XVIII век начал новую эпоху не только в русской истории в целом, в истории русской моды, но и в истории русского меха. Исторически неисчерпаемым источником ценной пушнины – «мягкого золота» России – считалась Сибирь. Так было лишь до середины XVII – первой половины XVIII века, когда в истории меха были сделаны самые значимые тихоокеанские открытия, совершенные «русскими аргонавтами»: Аляски (1648), Камчатки (1651), Курильских (1697), Алеутских и Командорских островов (1741)[366].
Рассказы первооткрывателей новых земель: «камчатского Ермака» Владимира Атласова, Данилы Анциферова, Ивана Козыревского и их сподвижников[367] о неведомых краях, богатых ценной пушниной, показали еще одну дорогу к обширному и прибыльному меховому промыслу. Погоня за пушниной и в более ранние периоды истории была в числе важнейших стимулов, побуждавших к движению за Урал: изобилие природных ресурсов этих земель было общеизвестно.
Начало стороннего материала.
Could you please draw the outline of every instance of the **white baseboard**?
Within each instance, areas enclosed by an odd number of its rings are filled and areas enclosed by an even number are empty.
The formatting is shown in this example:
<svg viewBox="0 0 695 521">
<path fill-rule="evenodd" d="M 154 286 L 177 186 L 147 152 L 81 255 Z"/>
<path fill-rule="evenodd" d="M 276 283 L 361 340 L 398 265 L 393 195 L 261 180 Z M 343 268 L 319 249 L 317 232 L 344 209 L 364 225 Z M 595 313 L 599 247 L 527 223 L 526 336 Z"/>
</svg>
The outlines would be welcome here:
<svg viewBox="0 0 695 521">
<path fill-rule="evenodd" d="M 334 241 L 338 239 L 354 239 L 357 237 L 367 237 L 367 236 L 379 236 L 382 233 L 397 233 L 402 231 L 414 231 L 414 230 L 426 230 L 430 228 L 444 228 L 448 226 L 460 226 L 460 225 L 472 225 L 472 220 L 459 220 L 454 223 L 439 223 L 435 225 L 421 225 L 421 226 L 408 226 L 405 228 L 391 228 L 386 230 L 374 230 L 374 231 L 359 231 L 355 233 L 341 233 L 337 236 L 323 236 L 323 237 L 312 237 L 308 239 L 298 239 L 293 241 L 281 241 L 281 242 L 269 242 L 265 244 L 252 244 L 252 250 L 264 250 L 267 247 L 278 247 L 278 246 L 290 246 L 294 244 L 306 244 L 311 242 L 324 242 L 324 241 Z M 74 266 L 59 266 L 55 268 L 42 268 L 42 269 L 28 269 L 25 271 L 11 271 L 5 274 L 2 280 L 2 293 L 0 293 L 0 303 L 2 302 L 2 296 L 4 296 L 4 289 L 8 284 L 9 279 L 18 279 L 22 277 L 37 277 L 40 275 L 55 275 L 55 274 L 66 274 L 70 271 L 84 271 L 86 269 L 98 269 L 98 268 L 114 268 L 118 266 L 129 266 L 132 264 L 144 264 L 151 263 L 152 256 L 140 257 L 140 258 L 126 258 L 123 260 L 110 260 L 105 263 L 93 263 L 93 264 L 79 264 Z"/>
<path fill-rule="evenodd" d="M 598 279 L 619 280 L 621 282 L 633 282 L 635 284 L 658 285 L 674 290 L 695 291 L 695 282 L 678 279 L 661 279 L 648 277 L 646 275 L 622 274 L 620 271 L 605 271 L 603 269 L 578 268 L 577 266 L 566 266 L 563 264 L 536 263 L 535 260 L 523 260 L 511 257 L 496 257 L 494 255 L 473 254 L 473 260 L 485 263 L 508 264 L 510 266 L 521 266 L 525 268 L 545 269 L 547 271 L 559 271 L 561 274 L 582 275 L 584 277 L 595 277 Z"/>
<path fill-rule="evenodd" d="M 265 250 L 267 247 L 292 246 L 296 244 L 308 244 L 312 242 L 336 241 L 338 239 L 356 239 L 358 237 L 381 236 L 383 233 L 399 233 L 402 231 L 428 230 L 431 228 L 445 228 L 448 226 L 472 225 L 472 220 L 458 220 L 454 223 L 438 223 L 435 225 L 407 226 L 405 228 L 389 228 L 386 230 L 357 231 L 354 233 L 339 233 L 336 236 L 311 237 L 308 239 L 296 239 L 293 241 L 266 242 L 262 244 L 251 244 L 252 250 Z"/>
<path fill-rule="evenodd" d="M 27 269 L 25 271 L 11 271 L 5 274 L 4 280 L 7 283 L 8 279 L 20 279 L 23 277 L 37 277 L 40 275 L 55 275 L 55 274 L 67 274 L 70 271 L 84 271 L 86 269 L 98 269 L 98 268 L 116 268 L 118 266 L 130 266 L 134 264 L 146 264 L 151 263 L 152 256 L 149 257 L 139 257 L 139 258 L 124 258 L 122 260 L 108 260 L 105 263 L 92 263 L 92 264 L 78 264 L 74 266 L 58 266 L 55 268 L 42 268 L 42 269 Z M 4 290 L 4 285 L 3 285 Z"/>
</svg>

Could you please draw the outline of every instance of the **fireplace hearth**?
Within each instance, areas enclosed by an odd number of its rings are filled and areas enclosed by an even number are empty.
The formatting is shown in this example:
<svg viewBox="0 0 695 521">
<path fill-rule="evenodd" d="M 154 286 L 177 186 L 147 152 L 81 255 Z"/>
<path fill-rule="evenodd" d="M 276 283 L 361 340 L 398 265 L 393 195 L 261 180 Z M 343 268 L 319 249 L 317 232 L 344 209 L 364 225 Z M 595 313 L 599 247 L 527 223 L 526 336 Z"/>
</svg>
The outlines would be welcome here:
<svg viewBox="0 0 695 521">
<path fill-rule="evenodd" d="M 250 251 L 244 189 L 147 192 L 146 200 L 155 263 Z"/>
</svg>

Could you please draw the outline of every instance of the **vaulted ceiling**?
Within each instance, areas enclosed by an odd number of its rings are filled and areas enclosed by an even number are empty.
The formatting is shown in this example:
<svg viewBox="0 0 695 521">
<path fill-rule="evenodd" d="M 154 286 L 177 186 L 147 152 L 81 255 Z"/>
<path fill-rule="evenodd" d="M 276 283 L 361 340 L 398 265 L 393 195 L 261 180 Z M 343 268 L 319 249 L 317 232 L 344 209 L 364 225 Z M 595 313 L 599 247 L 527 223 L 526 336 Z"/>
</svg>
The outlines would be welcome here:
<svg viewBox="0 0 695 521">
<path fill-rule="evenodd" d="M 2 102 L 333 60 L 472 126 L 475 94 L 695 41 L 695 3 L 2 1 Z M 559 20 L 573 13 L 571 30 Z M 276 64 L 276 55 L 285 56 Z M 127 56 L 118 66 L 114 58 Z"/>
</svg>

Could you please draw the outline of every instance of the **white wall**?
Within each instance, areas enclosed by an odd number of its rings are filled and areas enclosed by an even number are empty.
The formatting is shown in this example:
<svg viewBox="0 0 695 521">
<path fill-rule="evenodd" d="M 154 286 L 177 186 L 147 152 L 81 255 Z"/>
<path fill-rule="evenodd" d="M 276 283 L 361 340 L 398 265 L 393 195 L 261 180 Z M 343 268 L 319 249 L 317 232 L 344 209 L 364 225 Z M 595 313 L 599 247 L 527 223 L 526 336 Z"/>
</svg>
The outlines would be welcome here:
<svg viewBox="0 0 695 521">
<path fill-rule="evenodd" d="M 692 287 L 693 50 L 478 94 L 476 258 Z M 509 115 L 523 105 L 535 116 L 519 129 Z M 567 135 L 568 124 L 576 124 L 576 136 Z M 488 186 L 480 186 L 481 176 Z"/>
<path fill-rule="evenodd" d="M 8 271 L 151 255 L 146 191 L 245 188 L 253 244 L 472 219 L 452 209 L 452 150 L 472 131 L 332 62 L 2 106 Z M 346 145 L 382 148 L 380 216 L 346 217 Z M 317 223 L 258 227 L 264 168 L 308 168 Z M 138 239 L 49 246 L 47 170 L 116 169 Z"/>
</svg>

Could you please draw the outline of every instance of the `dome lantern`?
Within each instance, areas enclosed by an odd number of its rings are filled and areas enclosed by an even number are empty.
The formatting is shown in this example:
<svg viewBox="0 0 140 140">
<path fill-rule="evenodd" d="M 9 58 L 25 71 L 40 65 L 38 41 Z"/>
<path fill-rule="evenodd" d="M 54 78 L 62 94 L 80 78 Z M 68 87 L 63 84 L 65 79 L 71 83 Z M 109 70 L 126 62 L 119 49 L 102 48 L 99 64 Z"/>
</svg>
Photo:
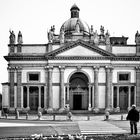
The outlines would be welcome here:
<svg viewBox="0 0 140 140">
<path fill-rule="evenodd" d="M 80 9 L 77 7 L 76 4 L 74 4 L 71 9 L 71 18 L 79 18 L 79 11 Z"/>
</svg>

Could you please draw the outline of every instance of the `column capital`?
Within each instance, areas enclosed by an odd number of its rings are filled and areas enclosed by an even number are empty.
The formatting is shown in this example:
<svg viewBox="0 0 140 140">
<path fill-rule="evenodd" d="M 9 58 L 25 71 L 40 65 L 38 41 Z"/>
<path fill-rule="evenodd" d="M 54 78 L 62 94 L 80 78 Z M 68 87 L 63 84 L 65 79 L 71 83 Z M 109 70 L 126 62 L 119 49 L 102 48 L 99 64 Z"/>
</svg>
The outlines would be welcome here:
<svg viewBox="0 0 140 140">
<path fill-rule="evenodd" d="M 65 70 L 65 66 L 59 66 L 58 67 L 61 71 Z"/>
<path fill-rule="evenodd" d="M 106 66 L 105 66 L 105 69 L 110 69 L 110 70 L 113 70 L 113 69 L 114 69 L 114 67 L 113 67 L 112 65 L 106 65 Z"/>
<path fill-rule="evenodd" d="M 15 70 L 17 70 L 18 72 L 21 72 L 22 67 L 21 67 L 21 66 L 16 66 L 16 67 L 15 67 Z"/>
<path fill-rule="evenodd" d="M 95 71 L 98 71 L 99 68 L 100 68 L 100 66 L 93 66 L 93 69 L 94 69 Z"/>
<path fill-rule="evenodd" d="M 91 83 L 88 83 L 88 87 L 92 87 L 92 84 Z"/>
<path fill-rule="evenodd" d="M 14 72 L 16 69 L 13 66 L 8 66 L 7 70 L 10 71 L 10 72 Z"/>
<path fill-rule="evenodd" d="M 52 69 L 53 69 L 53 66 L 48 66 L 48 65 L 47 65 L 47 66 L 44 67 L 44 69 L 45 69 L 45 70 L 52 70 Z"/>
<path fill-rule="evenodd" d="M 78 66 L 76 66 L 76 68 L 77 68 L 77 71 L 80 71 L 82 66 L 78 65 Z"/>
<path fill-rule="evenodd" d="M 135 67 L 136 72 L 140 72 L 140 66 Z"/>
</svg>

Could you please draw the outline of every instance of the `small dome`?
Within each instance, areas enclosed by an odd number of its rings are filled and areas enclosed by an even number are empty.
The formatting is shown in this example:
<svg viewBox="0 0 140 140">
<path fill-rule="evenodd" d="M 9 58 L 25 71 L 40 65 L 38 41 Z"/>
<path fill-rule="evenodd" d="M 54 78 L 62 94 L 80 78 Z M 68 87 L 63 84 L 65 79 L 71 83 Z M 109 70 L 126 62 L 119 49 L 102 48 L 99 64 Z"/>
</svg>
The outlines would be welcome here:
<svg viewBox="0 0 140 140">
<path fill-rule="evenodd" d="M 80 18 L 70 18 L 61 26 L 61 29 L 64 28 L 65 34 L 70 34 L 75 32 L 76 24 L 79 24 L 80 32 L 89 34 L 90 29 L 86 22 L 82 21 Z M 61 30 L 60 29 L 60 30 Z"/>
<path fill-rule="evenodd" d="M 76 4 L 74 4 L 74 5 L 71 7 L 70 10 L 71 10 L 71 11 L 72 11 L 72 10 L 78 10 L 78 11 L 80 11 L 80 9 L 78 8 L 78 6 L 77 6 Z"/>
</svg>

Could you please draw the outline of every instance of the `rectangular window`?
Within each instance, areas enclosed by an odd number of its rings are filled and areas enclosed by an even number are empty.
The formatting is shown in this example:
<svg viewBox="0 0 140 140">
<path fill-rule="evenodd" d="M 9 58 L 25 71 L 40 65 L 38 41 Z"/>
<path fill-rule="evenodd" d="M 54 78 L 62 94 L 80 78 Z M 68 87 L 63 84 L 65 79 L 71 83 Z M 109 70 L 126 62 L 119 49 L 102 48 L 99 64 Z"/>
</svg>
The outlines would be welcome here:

Одной из причин их интенсивного освоения стало оскудение уже известных запасов соболя: кризис был настолько серьезным, что многим пришлось оставить соболиный промысел, переходя на другие, менее прибыльные ресурсы, такие как белка, лисица, песец и горностай[368]. Добыча соболя упала еще к концу XVII века, почти в 2,5 раза по сравнению с максимумом в середине столетия. Наблюдалось неуклонное понижение пушного рынка, связанное, в первую очередь, с замещением ценной пушнины (прежде всего соболя, затем бобра) менее ценной, а также с ухудшением внутривидовой сортности и с сокращением номенклатурного состава пушнины[369].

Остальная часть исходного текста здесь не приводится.